Self-amygdala stimulation without electrodes can be performed by using the brain’s capacity for guided imagery.

For example, by simply imagining
that you are tickling the front part of each amygdala with a feather,
you change the flow of electro-chemical activity in the brain- and
voila! This clicks the amygdala forward, if only temporarily.

This
imaging alone increases frontal lobes activity and begins increases in
creativity, intelligence, and so on. The more frequently you tickle,
the more you click, the more pronounced the results. These changes are
measurable by modern brain scanning medical instruments such as PET and
MRI machines. The brain is a thought machine- and thus, one controls the
brain and it’s electro-chemical circuitry with simple thought.
(No surprise there!) This simple exercise properly done often brings
immediate results, with sometimes very pronounced effects. The brain lab
developed hundreds of methods that further refined, accelerated,
supercharged, and make permanent the results.

When
a person learns how to internally stimulate the amygdala and
voluntarily increase frontal lobes processes at will, it can eventually
result in a very intense peak phenomenon known as "frontal lobes
transcendence" or "popping your frontal lobes". This occurred regularly
at the brain lab where all the distractions of a typically hectic or
neurotic life were minimized, or where subjects and students received
sufficient training. For myself, this first occurred on September 11,
1987 while sitting in the control room at a recording studio. It was
just about the last thing on my mind. Generally, this phenomenon can’t
be predicted exactly- more like when a soap bubble is ready to pop.

What
is it like to pop your frontals? Imagine you are sailing in a rickety
wooden boat in 1492, looking for India, lost in the middle of an endless
ocean for what seems like an eternity. Everybody, including yourself,
is just waiting for you to fall off the edge of the planet into
oblivion. Then all of a sudden, out of nowhere……

YOU SEE LAND! HOLY COW!!!!!!!!!

That’s something like what popping your frontal lobes feels like. Only, it’s really happening, and it’s happening to YOU. NOW.

Some
persons have compared popping their frontal lobes to feeling as though
they were flying through the cosmos at the speed of light, or feeling
the power of a train blasting through their head (pleasurably so) at 120
miles an hour. Or as one adult student put it, "a million times better
than the best sex." It all depends on your personality and your
preferences. After your first (they keep happening) frontal lobes "big
bang" things are never quite the same again. You begin looking
through a mental windshield that is clean for the first time since you
were a little kid.
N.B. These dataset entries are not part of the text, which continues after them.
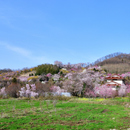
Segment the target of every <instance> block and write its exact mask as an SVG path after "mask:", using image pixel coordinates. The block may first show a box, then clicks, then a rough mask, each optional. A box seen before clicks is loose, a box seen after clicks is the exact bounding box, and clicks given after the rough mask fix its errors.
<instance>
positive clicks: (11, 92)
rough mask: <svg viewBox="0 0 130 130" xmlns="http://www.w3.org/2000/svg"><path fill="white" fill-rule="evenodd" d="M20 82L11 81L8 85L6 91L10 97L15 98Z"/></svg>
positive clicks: (20, 87)
mask: <svg viewBox="0 0 130 130" xmlns="http://www.w3.org/2000/svg"><path fill="white" fill-rule="evenodd" d="M20 88H21V87H20V84H18V83H11V85H9V86H8V87H7V89H6V93H7V95H8V96H10V97H14V98H17V97H18V95H17V93H18V91H19V90H20Z"/></svg>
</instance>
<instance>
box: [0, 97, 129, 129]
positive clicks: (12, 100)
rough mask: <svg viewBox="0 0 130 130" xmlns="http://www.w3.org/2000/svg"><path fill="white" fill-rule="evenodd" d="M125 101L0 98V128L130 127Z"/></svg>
mask: <svg viewBox="0 0 130 130" xmlns="http://www.w3.org/2000/svg"><path fill="white" fill-rule="evenodd" d="M125 105H126V106H129V103H128V102H127V100H121V99H108V100H103V101H102V100H98V101H97V100H94V99H92V100H87V101H86V100H79V99H74V100H70V101H68V102H67V101H64V102H63V101H58V102H57V104H56V106H54V104H53V101H43V100H41V101H39V100H18V99H1V100H0V113H1V116H0V122H1V123H0V129H22V130H23V129H44V130H47V129H48V130H50V129H52V130H61V129H71V130H75V129H79V130H81V129H82V130H86V129H87V130H99V129H102V130H107V129H121V130H123V129H127V128H130V108H128V107H125Z"/></svg>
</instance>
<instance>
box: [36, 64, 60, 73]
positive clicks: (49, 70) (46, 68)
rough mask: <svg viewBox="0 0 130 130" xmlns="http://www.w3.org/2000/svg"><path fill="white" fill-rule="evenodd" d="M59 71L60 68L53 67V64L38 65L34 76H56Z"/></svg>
mask: <svg viewBox="0 0 130 130" xmlns="http://www.w3.org/2000/svg"><path fill="white" fill-rule="evenodd" d="M59 70H60V68H59V67H58V66H57V65H53V64H42V65H39V66H38V67H37V68H36V74H35V75H42V74H48V73H51V74H56V73H58V72H59Z"/></svg>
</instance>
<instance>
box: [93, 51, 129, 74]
mask: <svg viewBox="0 0 130 130" xmlns="http://www.w3.org/2000/svg"><path fill="white" fill-rule="evenodd" d="M93 65H98V66H101V67H102V68H104V69H105V70H106V71H107V72H108V73H125V72H130V54H125V53H120V52H117V53H113V54H109V55H107V56H104V57H102V58H100V59H98V60H96V61H95V62H94V63H93Z"/></svg>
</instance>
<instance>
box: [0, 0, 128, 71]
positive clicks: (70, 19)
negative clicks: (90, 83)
mask: <svg viewBox="0 0 130 130" xmlns="http://www.w3.org/2000/svg"><path fill="white" fill-rule="evenodd" d="M129 48H130V1H129V0H0V69H4V68H11V69H22V68H25V67H28V68H30V67H34V66H37V65H40V64H44V63H52V64H53V63H54V61H56V60H58V61H62V62H63V63H64V64H67V63H68V62H70V63H72V64H74V63H87V62H90V63H91V62H94V61H95V60H97V59H98V58H101V57H103V56H105V55H108V54H111V53H115V52H123V53H130V49H129Z"/></svg>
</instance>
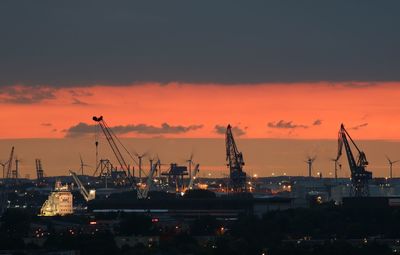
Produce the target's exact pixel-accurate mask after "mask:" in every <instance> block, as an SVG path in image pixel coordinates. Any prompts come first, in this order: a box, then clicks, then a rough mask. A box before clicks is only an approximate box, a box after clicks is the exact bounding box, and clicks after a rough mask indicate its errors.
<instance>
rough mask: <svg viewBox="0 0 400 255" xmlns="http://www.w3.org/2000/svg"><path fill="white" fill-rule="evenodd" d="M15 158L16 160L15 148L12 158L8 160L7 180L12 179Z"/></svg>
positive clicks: (12, 153) (7, 168)
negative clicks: (13, 166)
mask: <svg viewBox="0 0 400 255" xmlns="http://www.w3.org/2000/svg"><path fill="white" fill-rule="evenodd" d="M13 158H14V146H13V147H12V148H11V153H10V158H9V159H8V165H7V175H6V179H10V178H11V174H12V170H11V168H12V162H13Z"/></svg>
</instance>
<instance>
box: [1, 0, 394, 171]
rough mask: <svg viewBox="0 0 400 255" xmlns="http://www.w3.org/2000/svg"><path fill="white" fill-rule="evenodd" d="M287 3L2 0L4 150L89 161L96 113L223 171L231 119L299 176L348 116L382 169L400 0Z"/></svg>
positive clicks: (2, 78) (1, 73) (333, 151)
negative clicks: (310, 156)
mask: <svg viewBox="0 0 400 255" xmlns="http://www.w3.org/2000/svg"><path fill="white" fill-rule="evenodd" d="M289 2H291V4H290V5H288V4H285V3H284V2H283V1H268V2H264V1H260V2H253V3H246V5H243V4H241V3H240V2H236V1H233V2H232V1H218V2H215V1H202V2H201V3H200V2H190V1H168V2H167V1H154V2H152V3H149V2H147V1H146V2H134V1H130V2H122V1H121V2H120V4H114V5H112V6H110V5H109V4H108V3H107V1H95V2H90V1H87V2H84V3H82V2H81V1H70V2H69V3H68V4H67V3H65V4H64V3H58V2H53V1H35V2H32V1H2V2H1V3H0V31H2V40H1V41H0V110H1V115H2V116H1V119H2V122H1V125H0V139H1V141H0V152H1V154H0V159H2V160H3V161H4V160H5V159H6V158H7V155H8V153H9V150H10V147H11V146H12V145H14V144H18V145H19V151H20V155H21V156H22V155H23V157H25V158H26V160H22V164H23V165H22V166H23V167H25V168H26V172H28V173H33V171H32V168H33V162H31V161H33V159H34V158H35V157H41V158H46V160H47V161H48V162H49V163H48V164H49V166H50V167H49V168H51V169H53V170H50V173H52V174H62V173H63V172H64V171H66V170H65V168H70V167H73V166H74V164H73V163H72V162H71V160H72V159H73V158H76V157H78V156H77V155H79V153H82V154H84V155H85V156H86V157H87V158H90V160H92V161H93V157H92V155H93V153H92V150H93V148H92V147H91V145H87V144H86V143H83V141H85V142H87V143H88V144H89V143H92V142H93V137H94V131H95V128H94V127H93V125H94V124H95V123H94V122H93V121H92V117H93V116H94V115H96V116H100V115H103V116H104V118H105V120H106V121H107V123H108V124H109V126H111V127H112V128H113V130H114V132H115V133H116V134H117V135H118V136H119V137H121V138H124V139H125V140H126V141H127V143H128V144H129V146H131V148H132V149H134V150H137V151H146V150H151V151H152V153H153V154H159V155H163V154H164V155H165V160H166V161H170V162H172V161H174V160H175V161H179V160H178V159H177V158H182V157H183V158H184V157H186V155H187V154H190V152H188V150H195V151H196V154H197V155H198V158H199V160H200V159H202V160H203V162H204V163H203V165H204V166H205V167H206V168H207V167H208V169H210V170H216V169H225V166H224V157H225V155H224V147H223V143H220V142H221V141H222V142H223V140H222V138H223V137H224V136H223V135H224V131H225V127H226V125H227V124H229V123H230V124H232V125H233V126H234V134H235V136H236V138H237V139H238V143H241V142H243V144H244V145H243V146H244V147H245V148H246V149H247V150H248V153H247V155H248V154H250V153H253V154H252V155H248V156H247V158H249V161H250V162H247V163H248V164H249V166H250V168H253V169H255V170H254V171H258V172H260V173H261V174H264V175H270V174H271V172H273V171H276V169H281V170H279V171H282V172H283V171H288V174H296V175H297V174H305V171H303V170H304V169H303V168H304V166H303V162H302V159H303V158H304V157H305V156H306V155H309V154H320V155H322V156H321V157H320V163H319V164H320V165H319V166H317V167H319V168H321V169H326V170H325V171H326V172H327V173H328V172H329V168H331V164H330V162H329V158H330V157H334V156H335V155H332V154H335V151H336V147H335V146H336V144H335V139H336V138H337V132H338V129H339V126H340V124H341V123H344V124H345V126H346V127H347V129H348V130H349V132H350V133H351V135H352V136H353V138H355V139H356V140H360V141H362V142H361V143H366V146H367V147H368V148H370V150H373V151H374V152H376V153H378V154H379V155H371V156H370V157H372V158H375V159H376V160H375V162H371V163H372V165H371V167H375V168H376V169H377V170H376V174H377V175H380V176H385V174H386V168H387V166H386V165H385V164H386V162H385V160H386V159H385V154H388V155H390V156H391V157H394V158H396V157H398V158H400V153H398V151H399V150H398V149H399V148H400V146H398V147H396V146H393V145H394V144H397V143H398V142H399V141H400V132H399V131H400V121H398V120H399V119H400V102H399V99H400V86H399V85H400V72H399V67H400V48H399V47H398V45H400V33H398V24H400V16H399V15H398V12H397V10H398V9H399V7H400V3H399V2H396V1H393V2H386V4H378V3H377V2H373V1H365V2H363V3H359V2H358V3H357V1H335V2H334V3H333V2H332V3H322V2H319V3H315V1H301V3H300V2H299V1H289ZM130 138H134V139H133V140H132V139H130ZM135 139H136V140H135ZM32 141H35V142H34V143H35V146H36V147H35V146H33V145H32ZM38 141H41V142H43V144H46V146H43V148H41V149H40V150H39V149H37V147H41V146H40V142H38ZM135 141H136V142H135ZM154 141H158V143H159V146H157V143H155V142H154ZM166 141H172V143H174V142H177V141H178V143H181V142H183V144H180V149H172V148H170V147H169V146H168V142H166ZM179 141H180V142H179ZM290 141H292V142H293V143H292V144H291V143H290ZM36 143H37V144H36ZM299 143H300V144H301V145H298V146H299V147H298V150H293V151H292V149H293V147H296V146H295V144H299ZM77 144H80V147H79V148H78V149H77V147H76V145H77ZM60 146H62V151H59V153H60V154H62V155H59V156H57V155H56V154H55V153H57V150H56V149H55V148H60ZM215 146H217V147H218V146H220V147H221V148H219V150H216V151H215V153H213V154H212V155H210V154H209V152H210V151H214V149H215ZM285 146H286V147H285ZM377 146H378V147H379V146H381V148H385V150H386V151H383V149H382V150H376V147H377ZM44 148H46V149H48V150H49V151H51V153H50V152H49V154H47V152H46V150H44ZM183 148H184V149H183ZM277 148H280V150H282V151H283V152H282V153H283V154H279V153H278V152H276V149H277ZM296 148H297V147H296ZM17 151H18V148H17ZM38 151H40V152H41V153H42V155H38V153H37V152H38ZM77 151H79V152H77ZM171 151H172V152H174V153H171ZM258 151H261V152H265V154H261V155H258V154H257V155H258V156H257V157H256V156H254V153H255V154H256V153H257V152H258ZM288 151H291V154H290V155H288V153H287V152H288ZM243 152H244V155H245V158H246V152H245V151H243ZM366 152H367V151H366ZM104 153H106V152H104ZM271 153H272V154H271ZM273 153H278V154H279V155H278V154H276V156H271V155H275V154H273ZM66 154H68V156H66ZM182 154H186V155H182ZM371 154H372V153H371ZM46 155H47V156H46ZM48 155H51V157H50V156H48ZM268 155H270V156H271V157H272V158H273V159H271V157H270V156H268ZM367 155H369V154H368V152H367ZM271 160H272V161H271ZM91 164H93V163H91ZM374 164H375V165H374ZM274 169H275V170H274ZM282 169H283V170H282ZM299 169H301V170H299ZM399 175H400V174H399Z"/></svg>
My college education and ten years of meditation and
yoga practice never prepared me for this.

Why
has nature provided the human brain with this emotional fireworks
rocketship blast? Nature is smart. Your brain wants you to survive. When
you use more of your brain and access more of your brain’s potential
specifically located in the most advanced part of your brain- your
frontal lobes- your chances of survival in this rough world skyrocket.
Sustained and intense pleasure is exactly how neurocircuits in various
sites within the brain motivate and reward the individual for frontal
lobes advanced survival thought production. Free and legal. Use enough
frontal lobes- and you hit the jackpot.